University of Canberra, Faculty of Health, Physiotherapy, Bruce, Australian Capital Territory, Australia.
University of Sydney, Faculty of Health Sciences, Physiotherapy, Lidcombe, New South Wales, Australia.
Physiother Res Int. 2021 Apr;26(2):e1897. doi: 10.1002/pri.1897. Epub 2021 Jan 19.
Power is reduced in people with Parkinson's disease as a consequence of bradykinesia, but it is not clear whether reduced power is also due to a deficit in force production. The aim of this study was to quantify force production in all major lower limb muscle groups in people with PD during the "on" phase after medication, compared with aged-matched neurologically normal control participants.

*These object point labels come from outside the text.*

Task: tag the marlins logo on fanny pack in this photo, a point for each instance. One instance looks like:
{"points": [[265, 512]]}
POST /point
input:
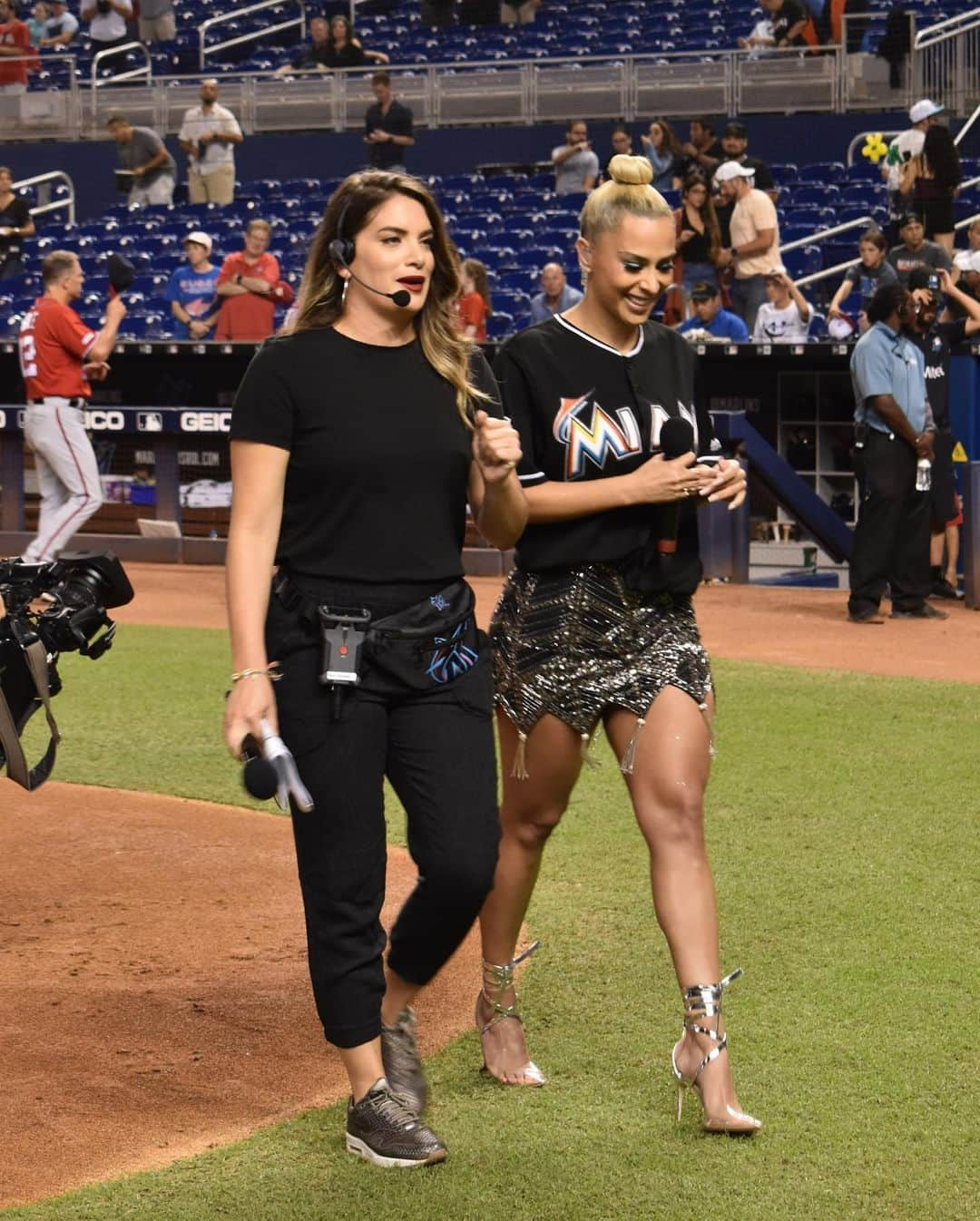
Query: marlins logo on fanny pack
{"points": [[588, 431]]}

Design: A cross-sectional study was undertaken.
Thirty ambulatory people with PD and 24 neurologically normal controls.
Isometric force production of the hip flexors and extensors, hip adductors and abductors, hip internal rotators and external rotators, knee flexors and extensors, ankle dorsiflexors and plantarflexors, ankle invertors and evertors using hand-held dynamometry.
There was a significant deficit in force production in participants with PD in all lower limb muscle groups tested, compared with control participants. On average, force production of participants with PD was 78% (range 67%-87%) of control participants, despite participants with PD regularly participating in exercise, being measured during their "on" phase after medication and having normal walking ability. The most severely affected muscle groups were the hip adductors (67%) and ankle plantarflexors (68%).

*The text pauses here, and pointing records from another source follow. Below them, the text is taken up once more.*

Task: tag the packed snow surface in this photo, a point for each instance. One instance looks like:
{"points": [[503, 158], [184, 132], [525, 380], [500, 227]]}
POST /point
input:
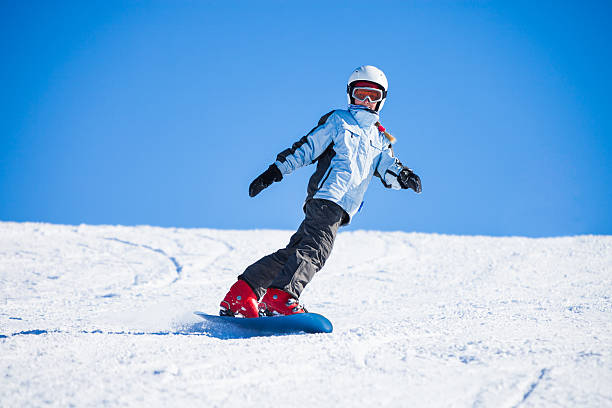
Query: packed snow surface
{"points": [[103, 315]]}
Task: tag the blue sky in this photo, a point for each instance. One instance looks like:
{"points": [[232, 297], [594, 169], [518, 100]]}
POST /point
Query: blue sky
{"points": [[162, 113]]}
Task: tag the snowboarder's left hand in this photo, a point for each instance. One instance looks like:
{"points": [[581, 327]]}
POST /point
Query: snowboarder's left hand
{"points": [[408, 179], [265, 179]]}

People with PD have a significant loss of force production in all lower limb muscle groups compared with age-matched neurologically-normal controls.

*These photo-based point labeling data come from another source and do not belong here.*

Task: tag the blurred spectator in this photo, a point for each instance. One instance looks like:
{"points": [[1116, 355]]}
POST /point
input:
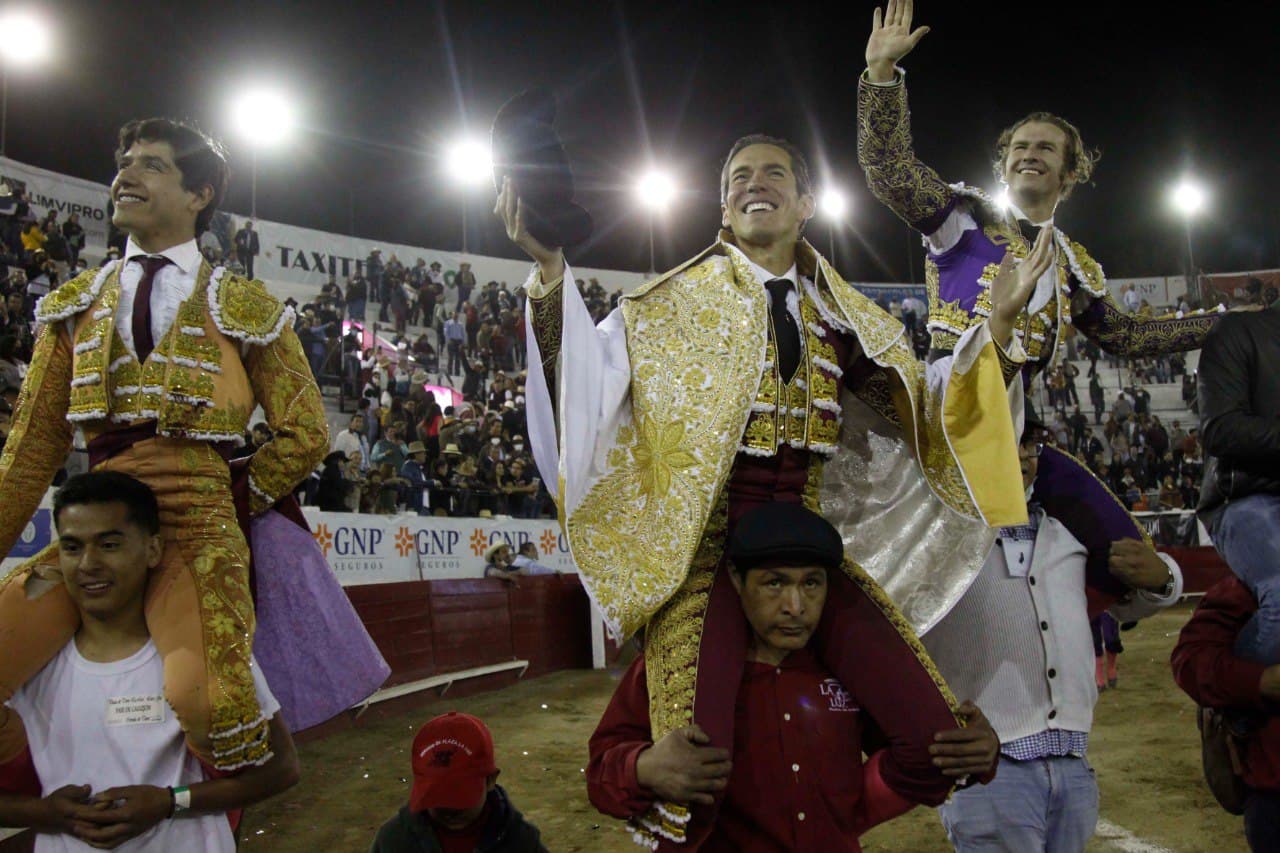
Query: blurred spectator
{"points": [[334, 488], [74, 236], [353, 439], [497, 564], [414, 473], [246, 247], [389, 448], [464, 282]]}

Clinicians should regularly assess the strength of all lower limb muscle groups, regardless of participation in physical activity, responsiveness to levodopa medication and walking ability.
由于运动迟缓,帕金森病患者的力量会减弱,但目前尚不清楚力量减弱是否也是由于肌力产生不足所致。本研究旨在比较帕金森病患者在药物“开”期与年龄匹配的神经正常对照组之间,量化所有主要下肢肌肉群的肌力产生情况。
设计:采用横断面研究。
30 名有活动能力的帕金森病患者和 24 名神经正常的对照组。
使用手持测力计测量髋关节屈肌和伸肌、髋关节内收肌和外展肌、髋关节内旋肌和外旋肌、膝关节屈肌和伸肌、踝关节背屈肌和跖屈肌、踝关节内翻肌和外翻肌的等长肌力。
与对照组相比,所有接受测试的下肢肌肉群中,帕金森病患者的肌力均存在显著缺陷。帕金森病患者的肌力平均为对照组的 78%(范围为 67%-87%),尽管帕金森病患者经常参加运动,在药物“开”期进行测量,且行走能力正常。受影响最严重的肌肉群是髋关节内收肌(67%)和踝关节跖屈肌(68%)。
与年龄匹配的神经正常对照组相比,帕金森病患者所有下肢肌肉群的肌力均明显下降。
无论是否参加体育活动、对左旋多巴药物的反应性以及行走能力如何,临床医生都应定期评估所有下肢肌肉群的力量。